Hi,
I am trying to troubleshoot performance issues on my GPU, and figure out whether they are hardware or software related.
Does anyone (@stephan?) have completion times for the benchmark workflow (https://cryosparc.com/docs/tutorials/extensive-workflow) with or without the “all job types” option?
Cheers
Oli
1 Like
March 2021 Edit: Updated benchmarks for cryoSPARC 3.1
Hi @olibclarke, here are the results from our tests with cryoSPARC v3.1 on a 4GPU machine with the T20S subset:
The Extensive Workflow takes ~1 hour with the default settings and ~1 hour 30 minutes with all job types enabled (note that some jobs run in parallel when enough GPUs are available).
Here are some rough average completion times for each job type:
Job Type |
Approximate Run Time (seconds) |
Import Movies |
92 |
Patch Motion Correction (Multi) |
220 |
Full Frame Motion Correction (Multi) |
75 |
Patch CTF Estimation (Multi) |
66 |
Curate Exposures |
1.1 |
Blob Picker |
12 |
Template Picker |
13 |
Inspect Picks |
12 |
Extract from Micrographs (CPU) |
39 |
Extract from Micrographs (GPU) |
43 |
Local Motion Correction |
180 |
Select 2D Classes |
7.5 |
Ab-Initio Reconstruction (1 class) |
450 |
Ab-Initio Reconstruction (3 class) |
800 |
Homogenous Refinement |
1940 |
Heterogeneous Refinement (3 class) |
3000 |
Non-Uniform Refinement |
4300 |
Sharpen |
32 |
Validation |
94 |
Global CTF Refinement |
41 |
Local CTF Refinement |
46 |
3D Variability |
560 |
3D Variability Display |
140 |
3 Likes
That is exceedingly helpful, thank you @nfrasser!!
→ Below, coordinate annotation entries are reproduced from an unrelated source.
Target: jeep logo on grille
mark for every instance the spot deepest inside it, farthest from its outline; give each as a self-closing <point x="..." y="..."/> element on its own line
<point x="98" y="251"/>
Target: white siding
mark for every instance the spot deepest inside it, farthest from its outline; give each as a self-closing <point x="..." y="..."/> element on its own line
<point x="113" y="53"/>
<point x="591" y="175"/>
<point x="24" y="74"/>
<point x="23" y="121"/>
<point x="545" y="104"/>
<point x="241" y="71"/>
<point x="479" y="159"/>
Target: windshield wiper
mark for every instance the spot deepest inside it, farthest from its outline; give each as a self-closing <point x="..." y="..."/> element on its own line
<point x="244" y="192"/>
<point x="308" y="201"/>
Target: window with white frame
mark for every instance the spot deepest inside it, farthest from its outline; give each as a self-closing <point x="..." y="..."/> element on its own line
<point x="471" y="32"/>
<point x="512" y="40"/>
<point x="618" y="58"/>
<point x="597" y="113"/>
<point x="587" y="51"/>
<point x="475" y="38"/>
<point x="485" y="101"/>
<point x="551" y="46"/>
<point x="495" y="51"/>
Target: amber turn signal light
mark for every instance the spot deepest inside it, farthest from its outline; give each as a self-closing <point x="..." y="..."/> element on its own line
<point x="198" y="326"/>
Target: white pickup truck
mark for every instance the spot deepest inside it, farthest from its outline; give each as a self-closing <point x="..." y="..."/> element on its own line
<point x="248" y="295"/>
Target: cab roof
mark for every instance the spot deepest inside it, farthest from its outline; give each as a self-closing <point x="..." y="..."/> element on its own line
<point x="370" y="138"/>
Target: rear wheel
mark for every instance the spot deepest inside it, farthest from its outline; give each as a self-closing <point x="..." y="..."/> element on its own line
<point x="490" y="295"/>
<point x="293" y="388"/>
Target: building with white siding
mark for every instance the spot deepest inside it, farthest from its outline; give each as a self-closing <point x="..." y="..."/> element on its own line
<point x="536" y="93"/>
It seems like my root dir is very small (18G) and cryosparc was filling up /tmp/
. somehow that was causing a slowdown I think, because when I move /tmp/
and symlink it back to root, I get results comparable to what @nfrasser posted, whereas previously it completely stalled overnight. Don’t know if that makes any sense but fingers crossed I think the issue is fixed, regardless!
2 Likes
I am still having issues with this same GPU… the performance benchmarks look fine, but when I run a bunch of jobs sequentially with large particles (512 box size) they get progressively slower. Particularly noticeable with local decomposition and FSC calculation steps which become extremely slow (many hours). The GPUs look fine in terms of temperature and usage, so I’m not sure what the issue could be - could it be the SSD? One NU-refine job only completed the first iteration (8000 particles) overnight…
Hi @olibclarke,
We have seen something like this before a few times and it’s been related to the operating system using system RAM for file caching. Theoretically, the OS is supposed to use empty RAM to cache recently read files and then evict those files when a process requests RAM. But for some reason, when the system is under load and there are lots of memory allocations on CPU going on (eg during FSC computation or NU-refine as you said) the OS becomes very slow at evicting cached files.
You can see if this is the case using htop
. Also worth checking that the system is not swapping, to be sure.
In order to fix this, what we do is add this line to the root user crontab:
* * * * * sync && echo 1 > /proc/sys/vm/drop_caches
(you can edit the crontab by sudo crontab -e
)
This causes the system to drop the file cache every minute. Bit of a sledgehammer solution but it works well every time for us.
Let us know if that helps!
1 Like
Thank you Ali I will try that immediately! This is what my htop
looks like:
And re swapping:
Hi @olibclarke,
It looks like your system has as some point in the past been swapping (swap is full) but it’s the blue part of the RAM indicator that is file cache. The actual used RAM (green) is only half the system but the rest is cached files. Once you add that crontab line you should see the blue part disappear and everything should run fast again.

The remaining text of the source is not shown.